Draw the influence lines for the vertical reactions at supports A, C, and E, the shear just to the right of support C, and the bending moment at point B of the beam shown in Fig. 8.5 (\mathrm{a}).

Step-by-Step

Verified Solution

The bean is composed of two rigid parts, A D and D E, connected by an intermal hinge at D. To avoid solving simultaneous equations in determining the expressions for the reactions, we will apply the equations of equilibrium and condition in such an order that each equation involves only one unknown.

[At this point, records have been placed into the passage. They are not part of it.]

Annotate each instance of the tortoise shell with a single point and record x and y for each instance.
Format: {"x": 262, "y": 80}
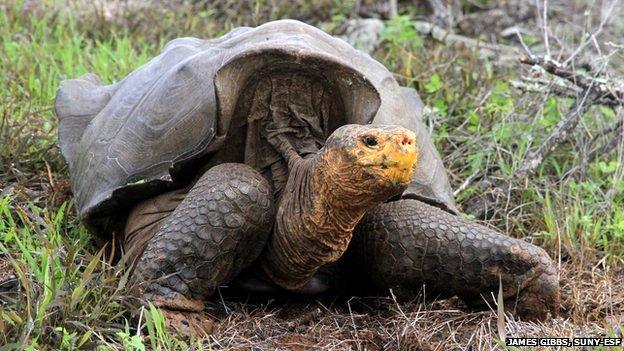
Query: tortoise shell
{"x": 152, "y": 131}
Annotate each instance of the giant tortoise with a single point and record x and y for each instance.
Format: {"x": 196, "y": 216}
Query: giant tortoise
{"x": 277, "y": 157}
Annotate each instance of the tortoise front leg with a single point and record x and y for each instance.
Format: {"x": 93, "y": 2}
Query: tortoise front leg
{"x": 407, "y": 243}
{"x": 212, "y": 235}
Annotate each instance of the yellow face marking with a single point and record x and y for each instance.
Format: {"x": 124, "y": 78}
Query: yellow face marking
{"x": 395, "y": 155}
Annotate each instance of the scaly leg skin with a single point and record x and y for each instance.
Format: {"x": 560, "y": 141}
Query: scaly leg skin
{"x": 407, "y": 243}
{"x": 217, "y": 230}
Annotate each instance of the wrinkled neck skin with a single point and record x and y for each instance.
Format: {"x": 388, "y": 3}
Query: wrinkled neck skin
{"x": 322, "y": 202}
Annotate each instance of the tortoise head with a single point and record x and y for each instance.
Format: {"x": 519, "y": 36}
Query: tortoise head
{"x": 375, "y": 160}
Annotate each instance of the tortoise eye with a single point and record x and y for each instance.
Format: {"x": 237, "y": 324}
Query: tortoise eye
{"x": 370, "y": 140}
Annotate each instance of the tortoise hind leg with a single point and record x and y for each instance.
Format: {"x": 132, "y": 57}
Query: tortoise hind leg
{"x": 217, "y": 230}
{"x": 407, "y": 243}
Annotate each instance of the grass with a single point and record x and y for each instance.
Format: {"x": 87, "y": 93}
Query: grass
{"x": 73, "y": 294}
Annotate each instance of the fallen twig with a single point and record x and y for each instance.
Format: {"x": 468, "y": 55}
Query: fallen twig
{"x": 605, "y": 90}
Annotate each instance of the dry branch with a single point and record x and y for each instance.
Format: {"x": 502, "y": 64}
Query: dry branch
{"x": 605, "y": 90}
{"x": 595, "y": 90}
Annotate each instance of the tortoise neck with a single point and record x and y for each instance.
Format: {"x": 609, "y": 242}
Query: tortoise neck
{"x": 314, "y": 222}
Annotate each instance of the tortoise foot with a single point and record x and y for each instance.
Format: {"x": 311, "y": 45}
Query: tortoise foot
{"x": 407, "y": 244}
{"x": 217, "y": 230}
{"x": 188, "y": 323}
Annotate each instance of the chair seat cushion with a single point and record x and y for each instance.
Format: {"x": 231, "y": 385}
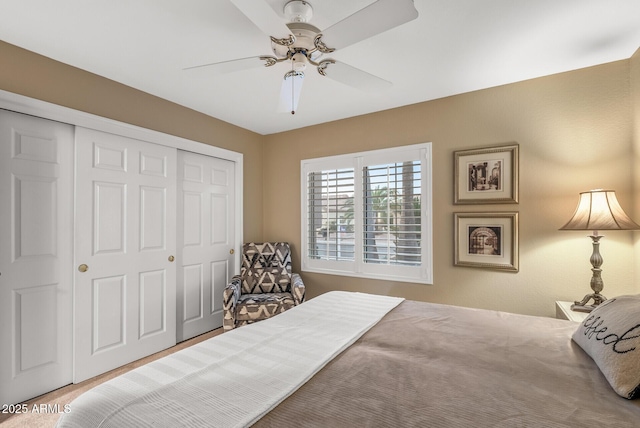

Influence Line for \boldsymbol E_{y}, We will apply the equation of condition, \sum M_{D}^{D E}=0, to determine the expression for E_{y}, First, we place, the unit load at a variable position x to the left of the hinge D- that is, on the rigid part A D of the beam-to obtain

\begin{array}{rl} +\curvearrowleft \sum M_{D}^{D E}=0 & \\ E_{y}(20)=0 & \\ E_{y}=0 & 0 \leq x \leq 40  \mathrm{ft} \end{array}

Next, the unit load is located to the right of hinge D—that is, on the rigid part D E of the beam—to obtain

\begin{array}{l} \quad+\curvearrowleft \sum M_{D}^{D E}=0 \\ -1(x-40)+E_{y}(20)=0 \\ E_{y}=\frac{1(x-40)}{20}=\frac{x}{20}-2 \quad 40  \mathrm{ft} \leq x \leq 60  \mathrm{ft} \end{array}

Thus, the equations of the influence line for E_{y} are

E_{y}=\left\{\begin{array}{lr} 0 & 0 \leq x \leq 40  \mathrm{ft} \\ \frac{x}{20}-2 & 40  \mathrm{ft} \leq x \leq 60  \mathrm{ft} \end{array}\right.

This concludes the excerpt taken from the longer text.